Agir plutôt que réfléchir ou l’inverse ?

Il y a deux sortes de gens : ceux qui agissent avant de réfléchir et ceux qui réfléchissent avant d’agir. Le problème des premiers, c’est qu’il font souvent des erreurs, le problème des deuxièmes, c’est qu’ils ne font parfois jamais rien. Mais est-il bien raisonnable de réduire les gens en deux catégories ?

Je vois fleurir un certain nombre d’articles suite aux récentes déclaration de la ministre de l’Economie sur l’idée "d’agir plus que de penser", déclarations qui s’inscrivent dans le droit fil de la doctrine sarkozienne d’ "agir plutôt que réfléchir". J’avoue n’avoir pas lu les auteurs incriminés dans le texte et je m’en tiens à une lecture médiatique de ces débats qui agitent la blogosphère. Ce débat m’intéresse particulièrement car cela fait quelques années que j’essaie de réfléchir aux problèmes que soulève l’action. En premier lieu, j’ai envie de dire cela : ce débat, il me semble, renvoie clairement aux spécificités culturelles du monde anglo-saxon et du monde francophone. Pour faire simple, la culture anglo-saxonne est très marquée par le pragmatisme et la culture francophone par l’académisme. Le pragmatisme valorise l’action, et ce qui la caractérise en dernier lieu, à savoir les critères d’efficacité quand l’académisme valorise le discours, lequel se caractérise avant tout par l’élaboration d’une pensée structurée et référée aux grandes catégories de la culture savante. Pour quiconque connaît bien les deux cultures, ses différences sont frappantes, l’Anglo-Saxon tendra à considérer que ce qui compte c’est de pouvoir agir sur les choses efficacement alors que le Français tendra à considèrer que ce qui compte avant tout c’est la production d’un beau discours et par là de belles idées sur les choses. Je parle de catégories culturelles dominantes, même s’il va de soi que bon nombre de Français s’inscrivent plutôt dans le pragmatisme que dans l’académisme, nos schémas restent néanmoins dominés par la prégnance du théorique sur le pratique.

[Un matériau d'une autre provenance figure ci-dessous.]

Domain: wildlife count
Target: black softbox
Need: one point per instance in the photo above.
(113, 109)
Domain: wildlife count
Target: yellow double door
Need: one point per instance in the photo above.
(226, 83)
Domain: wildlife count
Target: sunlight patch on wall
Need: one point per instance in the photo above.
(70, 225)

En deuxième lieu, j’ai envie de dire ça : qu’en est-il exactement de ces deux choses : l’agir et le penser, comment s’articulent-elles ? Y a-t-il de l’agir sans pensée ? Y a-t-il de la pensée sans action ? Je crois que tout bon philosophe nous répondrait que la pensée est une modalité de l’action, à savoir l’action intellectuelle et que l’action implique le plus souvent des actes mentaux plus ou moins élaborés. Ensuite, il pourrait sans doute nous rappeler ce dicton de je ne sais plus qui : "Là où je suis je ne pense pas, là où je pense, je ne suis pas". Comme disait ce journaliste qui a fait un "deuxième tour de France". Quand je pédale, je ne réfléchis pas, par contre, quand je descends de vélo le soir et que j’écris mon vécu de la journée, je peux penser mon action". Je cite ses dires de mémoire, en gros c’est à peu près ça. Vous savez, on dit "j’ai la tête dans le guidon". On dit aussi, "les praticiens se rendent à un séminaire". En effet, il faut "sortir du monde de l’action pour pouvoir élaborer une pensée articulée sur celle-ci. C’est là tout l’intérêt des "traversées du désert" par exemple pour les politiques qui en profitent le plus souvent pour écrire un bouquin avant de revenir sur l’avant-scène. Les militaires, eux, profitent des "replis stratégiques" pour refaire le point sur la situation. Les sportifs en général mettent à profit les défaites pour revoir l’action (la leur et celle de leur adversaire) et analyser les causes de leur échec. A l’issue de ce bref exposé, on peut déduire que même s’il y a sans doute de la pensée dans l’action, nous y reviendrons, il semble se dessiner deux temps bien spécifique pour chacune de ces deux choses. Le temps de la préparation et du bilan dans les exemples cités, le temps de l’action elle-même où l’on essaie de mettre en oeuvre ce qu’on a prévu comme stratégie. Les différences culturelles évoquées plus haut renvoient à l’accent mis sur la valorisation d’une de ces sphères plutôt que l’autre.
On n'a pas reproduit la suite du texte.